Interesting piece of text from Michael Crichton’s 1990 science fiction novel Jurassic Park. As happens more often with scifi, it doesn’t only tell a story, but also raises technological, ethical and / or philosophical questions. In this case about the accumulation of scientific knowledge.

Wikipedia: “Jurassic Park critiques the dystopian potentialities of science. Malcolm is the conscience that reminds John Hammond of the immoral and unnatural path that has been taken. The final condition of the park is epitomized by the word “hell”, which highlights the nature of Hammond’s sacrilegious attempt.

Michael Crichton’s novel is another version of Mary Shelley’s 1818 novel Frankenstein; or, The Modern Prometheus tale where humanity creates without knowing. Henry Wu is unable to name the things that he creates, which alludes to Victor Frankenstein not knowing what to call his flawed imitation of God’s creative powers. The immorality of these actions lead to human destruction, echoing Frankenstein.”

The quote

Hammond sighed, and sat down heavily. “Damn it all,” he said, shaking his head. “It must surely not have escaped your notice that at heart what we are attempting here is an extremely simple idea. My colleagues and I determined, several years ago, that it was possible to clone the DNA of an extinct animal, and to grow it. That seemed to us a wonderful idea, it was a kind of time travel—the only time travel in the world. Bring them back alive, so to speak. And since it was so exciting, and since it was possible to do it, we decided to go forward. We got this island, and we proceeded. It was all very simple.”

“Simple?” Malcolm said. Somehow he found the energy to sit up in the bed. “Simple? You’re a bigger fool than I thought you were. And I thought you were a very substantial fool.”

Ellie said, “Dr. Malcolm,” and tried to ease him back down. But Malcolm would have none of it. He pointed toward the radio, the shouts and the cries.

“What is that, going on out there?” he said. “That’s your simple idea. Simple. You create new life-forms, about which you know nothing at all. Your Dr. Wu does not even know the names of the things he is creating. He cannot be bothered with such details as what the thing is called, let alone what it is. You create many of them in a very short time, you never learn anything about them, yet you expect them to do your bidding, because you made them and you therefore think you own them; you forget that they are alive, they have an intelligence of their own, and they may not do your bidding, and you forget how little you know about them, how incompetent you are to do the things that you so frivolously call simple.… Dear God …”

He sank back, coughing. “You know what’s wrong with scientific power?” Malcolm said. “It’s a form of inherited wealth.
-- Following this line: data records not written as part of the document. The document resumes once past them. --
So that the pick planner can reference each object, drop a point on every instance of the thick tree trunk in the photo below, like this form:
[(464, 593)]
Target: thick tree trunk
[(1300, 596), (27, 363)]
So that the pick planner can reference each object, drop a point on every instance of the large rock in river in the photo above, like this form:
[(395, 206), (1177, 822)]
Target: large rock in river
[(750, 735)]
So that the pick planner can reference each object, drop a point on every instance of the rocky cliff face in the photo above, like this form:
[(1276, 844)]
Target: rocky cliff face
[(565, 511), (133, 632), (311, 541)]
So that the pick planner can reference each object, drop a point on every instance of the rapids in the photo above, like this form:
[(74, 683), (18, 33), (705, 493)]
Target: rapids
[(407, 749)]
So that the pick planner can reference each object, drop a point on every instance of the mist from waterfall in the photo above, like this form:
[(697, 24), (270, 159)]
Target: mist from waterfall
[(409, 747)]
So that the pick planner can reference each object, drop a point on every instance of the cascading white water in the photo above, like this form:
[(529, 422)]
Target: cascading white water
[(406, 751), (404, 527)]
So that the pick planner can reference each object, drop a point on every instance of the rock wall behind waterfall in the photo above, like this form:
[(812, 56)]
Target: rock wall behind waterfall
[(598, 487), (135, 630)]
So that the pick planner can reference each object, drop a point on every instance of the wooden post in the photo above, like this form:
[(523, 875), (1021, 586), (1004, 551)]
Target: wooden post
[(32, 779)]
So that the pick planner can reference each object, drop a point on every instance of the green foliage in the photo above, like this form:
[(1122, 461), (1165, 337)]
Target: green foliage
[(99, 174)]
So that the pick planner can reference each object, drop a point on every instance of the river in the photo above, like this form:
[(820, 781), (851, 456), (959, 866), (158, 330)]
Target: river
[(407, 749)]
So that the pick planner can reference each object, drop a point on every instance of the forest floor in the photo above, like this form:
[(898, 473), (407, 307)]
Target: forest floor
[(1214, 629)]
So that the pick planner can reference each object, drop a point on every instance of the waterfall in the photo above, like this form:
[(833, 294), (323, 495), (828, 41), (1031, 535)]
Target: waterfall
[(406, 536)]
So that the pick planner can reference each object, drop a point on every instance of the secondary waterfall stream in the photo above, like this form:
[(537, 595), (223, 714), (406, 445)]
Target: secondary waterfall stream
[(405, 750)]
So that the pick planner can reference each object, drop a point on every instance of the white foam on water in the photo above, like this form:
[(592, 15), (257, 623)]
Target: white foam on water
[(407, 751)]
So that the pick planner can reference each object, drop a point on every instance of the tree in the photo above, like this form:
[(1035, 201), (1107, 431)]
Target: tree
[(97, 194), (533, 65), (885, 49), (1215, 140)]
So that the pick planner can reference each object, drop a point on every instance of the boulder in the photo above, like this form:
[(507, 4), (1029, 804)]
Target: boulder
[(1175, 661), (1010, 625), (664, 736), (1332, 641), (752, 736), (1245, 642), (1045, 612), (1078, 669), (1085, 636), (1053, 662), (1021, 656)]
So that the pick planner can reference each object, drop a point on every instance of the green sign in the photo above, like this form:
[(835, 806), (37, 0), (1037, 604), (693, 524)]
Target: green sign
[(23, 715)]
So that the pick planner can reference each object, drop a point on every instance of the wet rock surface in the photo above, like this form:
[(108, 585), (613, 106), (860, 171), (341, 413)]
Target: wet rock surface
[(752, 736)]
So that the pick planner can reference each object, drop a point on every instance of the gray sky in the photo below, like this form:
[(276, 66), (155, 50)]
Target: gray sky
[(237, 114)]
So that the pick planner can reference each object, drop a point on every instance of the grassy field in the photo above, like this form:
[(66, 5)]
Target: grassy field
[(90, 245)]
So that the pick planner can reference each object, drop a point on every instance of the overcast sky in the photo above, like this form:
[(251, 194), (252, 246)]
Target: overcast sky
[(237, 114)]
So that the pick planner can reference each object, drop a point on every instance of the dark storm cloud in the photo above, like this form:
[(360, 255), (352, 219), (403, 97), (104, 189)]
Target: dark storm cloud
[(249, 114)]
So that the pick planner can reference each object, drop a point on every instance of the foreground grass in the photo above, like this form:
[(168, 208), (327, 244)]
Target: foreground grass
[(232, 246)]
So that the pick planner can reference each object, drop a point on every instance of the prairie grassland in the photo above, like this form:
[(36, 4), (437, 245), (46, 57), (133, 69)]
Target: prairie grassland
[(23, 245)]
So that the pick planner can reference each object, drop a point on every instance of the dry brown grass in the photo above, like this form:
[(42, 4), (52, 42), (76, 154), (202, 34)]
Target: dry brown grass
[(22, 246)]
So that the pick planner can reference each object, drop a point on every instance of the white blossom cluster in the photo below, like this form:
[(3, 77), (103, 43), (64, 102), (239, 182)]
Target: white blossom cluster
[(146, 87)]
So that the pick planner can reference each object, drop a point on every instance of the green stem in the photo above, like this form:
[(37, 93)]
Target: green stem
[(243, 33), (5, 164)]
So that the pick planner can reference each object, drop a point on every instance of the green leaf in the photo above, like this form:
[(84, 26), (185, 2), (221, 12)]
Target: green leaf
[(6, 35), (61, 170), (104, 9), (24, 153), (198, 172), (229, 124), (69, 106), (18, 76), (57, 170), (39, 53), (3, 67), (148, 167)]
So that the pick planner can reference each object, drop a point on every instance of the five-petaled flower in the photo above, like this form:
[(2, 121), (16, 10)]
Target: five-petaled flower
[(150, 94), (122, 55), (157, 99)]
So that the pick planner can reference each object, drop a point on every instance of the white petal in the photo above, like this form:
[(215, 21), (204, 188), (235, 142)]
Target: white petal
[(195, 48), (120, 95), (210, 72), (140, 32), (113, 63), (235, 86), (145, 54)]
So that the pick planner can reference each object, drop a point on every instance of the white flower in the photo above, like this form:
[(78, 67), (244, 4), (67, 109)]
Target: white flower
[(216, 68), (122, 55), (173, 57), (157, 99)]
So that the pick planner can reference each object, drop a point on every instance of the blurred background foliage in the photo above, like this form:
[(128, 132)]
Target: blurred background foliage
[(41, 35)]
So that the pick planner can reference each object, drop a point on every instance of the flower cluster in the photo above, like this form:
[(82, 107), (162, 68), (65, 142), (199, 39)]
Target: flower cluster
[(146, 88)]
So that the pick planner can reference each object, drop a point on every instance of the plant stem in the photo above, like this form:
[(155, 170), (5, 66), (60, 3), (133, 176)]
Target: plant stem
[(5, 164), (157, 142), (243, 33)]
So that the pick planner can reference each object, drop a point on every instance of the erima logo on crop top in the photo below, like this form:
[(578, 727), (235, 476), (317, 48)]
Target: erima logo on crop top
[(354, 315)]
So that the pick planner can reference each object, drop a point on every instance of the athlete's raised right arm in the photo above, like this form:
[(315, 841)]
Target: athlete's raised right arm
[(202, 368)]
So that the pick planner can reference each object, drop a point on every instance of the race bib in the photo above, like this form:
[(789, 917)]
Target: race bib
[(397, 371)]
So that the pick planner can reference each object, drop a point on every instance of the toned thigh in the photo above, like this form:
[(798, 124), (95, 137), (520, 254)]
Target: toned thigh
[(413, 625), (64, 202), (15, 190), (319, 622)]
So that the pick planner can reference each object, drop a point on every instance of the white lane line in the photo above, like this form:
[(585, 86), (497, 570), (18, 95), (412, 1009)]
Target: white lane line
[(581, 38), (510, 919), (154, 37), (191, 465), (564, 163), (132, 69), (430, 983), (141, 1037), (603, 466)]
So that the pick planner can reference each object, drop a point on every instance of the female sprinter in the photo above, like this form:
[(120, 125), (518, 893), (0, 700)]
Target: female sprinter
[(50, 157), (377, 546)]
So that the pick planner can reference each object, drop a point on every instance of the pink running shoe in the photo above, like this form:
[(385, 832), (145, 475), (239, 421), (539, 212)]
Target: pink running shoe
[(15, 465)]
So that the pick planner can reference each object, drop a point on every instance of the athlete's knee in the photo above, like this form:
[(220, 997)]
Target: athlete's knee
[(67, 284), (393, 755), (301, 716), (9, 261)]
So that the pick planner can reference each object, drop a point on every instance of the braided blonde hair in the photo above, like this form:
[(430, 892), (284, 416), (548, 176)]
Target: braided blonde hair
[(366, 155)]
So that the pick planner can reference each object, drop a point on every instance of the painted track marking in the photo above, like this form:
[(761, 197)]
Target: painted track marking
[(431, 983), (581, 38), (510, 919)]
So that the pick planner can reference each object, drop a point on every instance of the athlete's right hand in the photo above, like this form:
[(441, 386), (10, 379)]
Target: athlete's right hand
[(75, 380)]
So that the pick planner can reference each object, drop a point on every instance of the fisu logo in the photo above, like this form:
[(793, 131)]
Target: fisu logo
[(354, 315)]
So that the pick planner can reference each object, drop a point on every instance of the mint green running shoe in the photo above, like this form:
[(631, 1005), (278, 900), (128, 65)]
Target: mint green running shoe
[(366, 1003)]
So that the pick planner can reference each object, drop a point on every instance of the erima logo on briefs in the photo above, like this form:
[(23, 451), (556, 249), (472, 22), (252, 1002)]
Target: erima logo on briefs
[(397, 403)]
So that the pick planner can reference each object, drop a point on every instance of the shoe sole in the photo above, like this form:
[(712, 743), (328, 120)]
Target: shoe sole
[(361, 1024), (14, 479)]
And you know what assholes congenitally rich people are. It never fails.”

Hammond said, “What is he talking about?”

Harding made a sign, indicating delirium. Malcolm cocked his eye.

“I will tell you what I am talking about,” he said. “Most kinds of power require a substantial sacrifice by whoever wants the power. There is an apprenticeship, a discipline lasting many years. Whatever kind of power you want. President of the company. Black belt in karate. Spiritual guru. Whatever it is you seek, you have to put in the time, the practice, the effort. You must give up a lot to get it. It has to be very important to you. And once you have attained it, it is your power. It can’t be given away: it resides in you. It is literally the result of your discipline.

“Now, what is interesting about this process is that, by the time someone has acquired the ability to kill with his bare hands, he has also matured to the point where he won’t use it unwisely. So that kind of power has a built-in control. The discipline of getting the power changes you so that you won’t abuse it.

“But scientific power is like inherited wealth: attained without discipline. You read what others have done, and you take the next step. You can do it very young. You can make progress very fast. There is no discipline lasting many decades. There is no mastery: old scientists are ignored. There is no humility before nature. There is only a get-rich-quick, make-a-name-for-yourself-fast philosophy. Cheat, lie, falsify—it doesn’t matter. Not to you, or to your colleagues. No one will criticize you. No one has any standards. They are all trying to do the same thing: to do something big, and do it fast.

“And because you can stand on the shoulders of giants, you can accomplish something quickly. You don’t even know exactly what you have done, but already you have reported it, patented it, and sold it. And the buyer will have even less discipline than you. The buyer simply purchases the power, like any commodity. The buyer doesn’t even conceive that any discipline might be necessary.”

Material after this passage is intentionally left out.